I hasten to acquaint the reader with the underrated, almost forgotten Spanish artist Joaquín Sorolla. I admit, being a big fan of impressionism, I remembered couple his works that are in the museum D'Orsay, only after I attended his personal exhibition in London. Looking at all the beauty of his fascinating paintings, I wanted to learn about him more and share with you.
Sorolla was born in 1863 in Valencia when the Golden Age of the Spanish painting was already in the past. He could not become the court artist, having immortalized one of the next monarchs of Spain. Instead he drew his family, children, fishermen, nature and many other scenes of life.
Joaquin was orphaned at the age of two and a half and since then he was in care of his uncle. From 14 years he began to attend drawing lessons at the crafts School, and in 15, having received a box of flowers as a gift from his uncle, was admitted to School of fine arts in Valencia. Teachers saw talent in Sorolla, but just talent was not enough: drawing always was an expensive pleasure, and it was getting harder for uncle to cover expenses of his nephew. In order to pay for education, the young man began to draw for sale.
At the age of 18 Sorolla goes to the Spanish capital to draw copies from Velasquez and El Greco canvases in Prado, sending them to various exhibitions. The next decade he became the recognized artist and received multiple awards. His work "Another Margarita" of 1892 inspired by Goethe's "Faust" won golden prize in Madrid and exhibition prize in Chicago. It remained in America and today belongs to the Museum of Washington University.

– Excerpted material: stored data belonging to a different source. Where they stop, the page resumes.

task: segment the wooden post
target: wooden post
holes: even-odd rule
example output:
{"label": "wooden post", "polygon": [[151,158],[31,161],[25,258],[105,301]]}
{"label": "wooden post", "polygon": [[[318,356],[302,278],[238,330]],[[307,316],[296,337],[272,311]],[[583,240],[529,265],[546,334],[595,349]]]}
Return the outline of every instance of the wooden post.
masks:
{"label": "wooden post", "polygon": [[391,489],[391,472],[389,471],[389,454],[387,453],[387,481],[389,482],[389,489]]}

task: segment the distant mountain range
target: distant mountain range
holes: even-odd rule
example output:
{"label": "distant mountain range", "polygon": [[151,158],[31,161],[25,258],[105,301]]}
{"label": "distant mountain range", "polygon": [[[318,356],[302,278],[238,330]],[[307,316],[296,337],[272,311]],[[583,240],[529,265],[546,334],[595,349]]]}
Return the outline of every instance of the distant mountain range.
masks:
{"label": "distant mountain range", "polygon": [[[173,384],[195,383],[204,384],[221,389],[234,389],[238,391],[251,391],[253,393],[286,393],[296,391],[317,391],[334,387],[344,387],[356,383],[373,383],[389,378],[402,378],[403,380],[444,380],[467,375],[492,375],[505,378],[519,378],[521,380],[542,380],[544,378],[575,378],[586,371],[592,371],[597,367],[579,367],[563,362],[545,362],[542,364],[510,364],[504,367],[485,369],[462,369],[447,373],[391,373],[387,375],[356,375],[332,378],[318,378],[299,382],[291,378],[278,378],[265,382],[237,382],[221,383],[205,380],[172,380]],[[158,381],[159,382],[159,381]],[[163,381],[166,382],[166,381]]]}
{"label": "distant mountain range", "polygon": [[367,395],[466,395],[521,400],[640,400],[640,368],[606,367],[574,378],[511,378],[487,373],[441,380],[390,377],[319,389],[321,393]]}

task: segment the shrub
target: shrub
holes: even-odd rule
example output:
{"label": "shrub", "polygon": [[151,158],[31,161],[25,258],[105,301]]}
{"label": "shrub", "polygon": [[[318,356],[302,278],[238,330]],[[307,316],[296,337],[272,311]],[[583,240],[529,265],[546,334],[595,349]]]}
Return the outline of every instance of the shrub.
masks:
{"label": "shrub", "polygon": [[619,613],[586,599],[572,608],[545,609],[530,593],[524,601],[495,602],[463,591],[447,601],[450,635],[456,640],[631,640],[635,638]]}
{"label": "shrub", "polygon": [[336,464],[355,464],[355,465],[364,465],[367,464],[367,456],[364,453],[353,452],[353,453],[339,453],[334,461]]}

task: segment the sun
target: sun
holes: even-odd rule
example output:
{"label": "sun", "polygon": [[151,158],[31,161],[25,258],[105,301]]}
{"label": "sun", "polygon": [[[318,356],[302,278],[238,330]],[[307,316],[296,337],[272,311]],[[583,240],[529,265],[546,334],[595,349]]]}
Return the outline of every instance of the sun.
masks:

The painting "Return from Fishing" (1894) was noted by a silver medal of the Parisian salon and bought by Luxembourg museum.
And though Sorolla did not become as great as Velasquez or Goya and did not gain the scandalous glory of Picasso or Dali, in the history of world painting he undoubtedly has his special place.
If you are a fan of impressionism, you have a chance to admire impressionism with a special Spanish accent until 7 June in the National Gallery of London.